Cybill Shepherd Says Les Moonves Canceled ‘Cybill’ Because She Refused Advances

In a bombshell interview, Cybill Shepherd revealed on SiriusXM’s The Michelle Collins Show that disgraced CBS Chairman Les Moonves canceled her hit show Cybill because she turned down his sexual advances while he was married to then-wife Nancy Wiesenfeld. 

The show ran for four seasons from 1995 to 1998 and earned Cybill two Golden Globes. It was also nominated for 12 Emmys during its run: “My show could’ve run another five years but I didn’t fall on the right side of Les Moonves,” she shared. “I wasn’t going to fall at all for Les.”

Cybill added that her rocky relationship with Les began when he urged her to go on a dinner date with him: 

“His assistant and my assistant made a dinner date and we went to it and he was, well he was telling me his wife didn’t turn him on, some mistress didn’t turn him on,” Cybill shared. “And I’m watching him drink alcohol and I’m going, he says, ‘Well, you know, why don’t you let me take you home?’ I said, ‘No, I’ve got a ride and I had my car outside with a good friend of mine who is an off-duty LAPD officer.’”

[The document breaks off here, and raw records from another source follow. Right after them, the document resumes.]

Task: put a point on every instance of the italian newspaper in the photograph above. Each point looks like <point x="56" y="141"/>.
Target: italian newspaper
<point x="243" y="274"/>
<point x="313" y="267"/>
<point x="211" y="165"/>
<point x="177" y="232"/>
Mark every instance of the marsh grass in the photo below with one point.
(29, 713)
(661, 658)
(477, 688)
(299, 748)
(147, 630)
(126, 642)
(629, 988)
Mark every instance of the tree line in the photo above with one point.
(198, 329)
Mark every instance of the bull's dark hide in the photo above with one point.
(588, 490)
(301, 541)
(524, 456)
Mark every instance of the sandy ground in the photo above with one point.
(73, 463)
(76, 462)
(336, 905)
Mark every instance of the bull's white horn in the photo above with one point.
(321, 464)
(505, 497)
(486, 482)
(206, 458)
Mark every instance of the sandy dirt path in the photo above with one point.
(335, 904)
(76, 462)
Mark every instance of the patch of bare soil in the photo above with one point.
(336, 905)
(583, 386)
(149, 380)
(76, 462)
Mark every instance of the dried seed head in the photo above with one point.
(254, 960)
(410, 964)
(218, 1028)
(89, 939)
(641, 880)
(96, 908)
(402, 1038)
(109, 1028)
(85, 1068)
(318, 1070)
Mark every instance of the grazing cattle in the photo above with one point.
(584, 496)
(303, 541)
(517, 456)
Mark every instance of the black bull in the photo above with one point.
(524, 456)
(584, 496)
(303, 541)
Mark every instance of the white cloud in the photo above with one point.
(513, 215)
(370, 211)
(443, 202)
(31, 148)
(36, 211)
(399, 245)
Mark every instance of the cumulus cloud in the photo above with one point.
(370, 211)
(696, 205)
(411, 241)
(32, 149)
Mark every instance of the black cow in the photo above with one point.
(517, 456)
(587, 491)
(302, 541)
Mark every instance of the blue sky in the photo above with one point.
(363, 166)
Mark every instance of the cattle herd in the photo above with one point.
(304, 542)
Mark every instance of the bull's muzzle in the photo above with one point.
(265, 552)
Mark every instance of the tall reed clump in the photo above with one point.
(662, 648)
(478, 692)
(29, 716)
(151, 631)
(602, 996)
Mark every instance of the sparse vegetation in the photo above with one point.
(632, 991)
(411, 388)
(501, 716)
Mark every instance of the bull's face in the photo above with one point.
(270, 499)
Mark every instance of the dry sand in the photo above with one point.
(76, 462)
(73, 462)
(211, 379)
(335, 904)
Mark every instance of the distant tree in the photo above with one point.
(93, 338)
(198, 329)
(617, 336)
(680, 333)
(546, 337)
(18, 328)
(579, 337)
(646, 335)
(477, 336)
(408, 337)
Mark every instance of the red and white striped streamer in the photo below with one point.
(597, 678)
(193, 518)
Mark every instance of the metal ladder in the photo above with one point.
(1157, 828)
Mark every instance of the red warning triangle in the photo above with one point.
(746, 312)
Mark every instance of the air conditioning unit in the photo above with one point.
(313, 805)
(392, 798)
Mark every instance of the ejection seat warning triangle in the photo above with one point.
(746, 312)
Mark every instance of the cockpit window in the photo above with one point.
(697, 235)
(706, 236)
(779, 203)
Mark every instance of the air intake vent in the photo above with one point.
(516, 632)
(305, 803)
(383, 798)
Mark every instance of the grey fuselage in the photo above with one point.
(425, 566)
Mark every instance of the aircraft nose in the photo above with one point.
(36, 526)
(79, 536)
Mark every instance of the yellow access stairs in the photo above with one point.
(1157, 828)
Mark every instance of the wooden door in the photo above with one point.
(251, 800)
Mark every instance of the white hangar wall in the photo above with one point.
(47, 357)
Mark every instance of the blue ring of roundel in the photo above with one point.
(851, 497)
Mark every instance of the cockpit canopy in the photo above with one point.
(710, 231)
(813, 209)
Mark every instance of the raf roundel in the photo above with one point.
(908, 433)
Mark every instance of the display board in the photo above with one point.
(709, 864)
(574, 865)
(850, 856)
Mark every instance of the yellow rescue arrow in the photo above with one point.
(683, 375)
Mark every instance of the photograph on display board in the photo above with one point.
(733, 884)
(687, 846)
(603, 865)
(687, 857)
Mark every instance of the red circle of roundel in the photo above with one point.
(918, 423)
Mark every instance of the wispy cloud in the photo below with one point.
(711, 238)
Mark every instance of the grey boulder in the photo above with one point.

Soon after, she claims, Cybill started getting notes from Les about her show. 

“It’s just funny to see somebody whose quote ‘pretty,’ you know, talking with some food in their mouth, not overdoing it. It’s just funny. And then I got that note, ‘Don’t do that anymore. Don’t have Cybill talk while she’s eating,’” she recalled. “Then it was, okay, we had done one menopause episode, then we were going to do a second one. They said, ‘You can’t use “menses,” “menstruation” or “period” and I fought to say period and that ended up in Newsweek or Time just that year. I had had to fight to say period.”